Subpixel rendered text

Subpixel rendering is a technique used to smoothen the shape of an object, it's mostly used on monochrome text. Today many projects, particularly web browsers, will enforce this rendering technique for text, and it has even been mostly mandatory on Windows, where it is called ClearType, despite Microsoft actually acknowledging that it is a bad idea to make it mandatory.

Subpixel rendering entails rendering the shape not on the pixel level, that is chosing how bright the pixel shall be by how much the of the pixel the shape covers, but instead doing this on the subpixel level (on the colour channels), then you blur it a bit, or redistribute the energy, to remove colour fringing, This bluring is very faint, and not at all like Gaussian blurring, so the text isn't usually perceived as blurry (unless you combine it with GNOME's new feature the text is intentionally blurry because think that is the correct why to render text: without hinting).

Subpixel rendering does however have some major drawbacks, that are more pronounces to less pixel density you have.

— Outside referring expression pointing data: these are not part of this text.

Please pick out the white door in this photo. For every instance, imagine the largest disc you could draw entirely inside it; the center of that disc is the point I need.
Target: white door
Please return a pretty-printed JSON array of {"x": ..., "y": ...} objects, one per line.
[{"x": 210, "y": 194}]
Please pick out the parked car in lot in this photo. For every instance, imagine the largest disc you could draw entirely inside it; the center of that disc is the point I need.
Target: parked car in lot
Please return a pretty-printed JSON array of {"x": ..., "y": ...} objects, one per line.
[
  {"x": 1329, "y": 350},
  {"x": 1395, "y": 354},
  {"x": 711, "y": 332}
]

First of, by the very nature of this technique, it requires that the monitor uses pixels and colours the way a LCD monitor. It is not compatible at all with displays that does not have colours, and it produces bad results on CRT monitors which actually naturally smoothens the text.

The second issue is that the text most be rendered specifically for the subpixel layout that your monitor uses - and adjust according to the monitors orientation. The rendering engine must not assume the standard horizontal red–green–blue layout even if that is what the monitor is reporting, but must also detect if the monitor is rotated and adjust accordingly. If the subpixel rendering is done for the wrong layout, the result will look terrible.

The third issue that follows is that it cannot be used on every monitor that wods as an LCD monitor. For example, if the monitor's subpixel layout is a 2-by-2 grid, where the upper row is red–green and the lower row is green–blue (if there are to not directly connected subpixels with the same colour) the rendering engine must have direct control of each subpixel even being able to set different brightness on subpixels with the same colour belonging to the same pixel, and this is most likely something it simply cannot do.

A fourth issue that also follows from the second is that the rendering must be done specifically for the display the text is being display on, so if you have two monitors with different layout (for example two identical montors, but with is rotated and the other is not), the rendering must account for this.

Yet another issue that follows is that screenshots of the text may look bad if viewed on another display.

Also, zooming in on the text will look terrible.

Those are the 7 technical issues, some can be overcome, others cannot. Then there are viewer-dependent issues. The rendering must be tuned for the viewer for the result to look as good as possible and not being a distracted. This is because people are different sensitivity to colour discrepancies and shape discrepancies. Subpixel rendering assumes that the reader much more sensitive to shape discrepancies than colour discrepancies, and this is absolutely not always the case.

There are two major issues with subpixel rendering that plaque people that are sensitive to colour discrepancies. The first and most common issue is that the black or white text appears to be littered with colourful dots: it looks like someone has put glitter on it — this can actually cause the user headache or fatigue. The other issue, is that an entire letter or more commonly an entire word has the entirely wrong colour. Commonly it may look dark purple instead of black.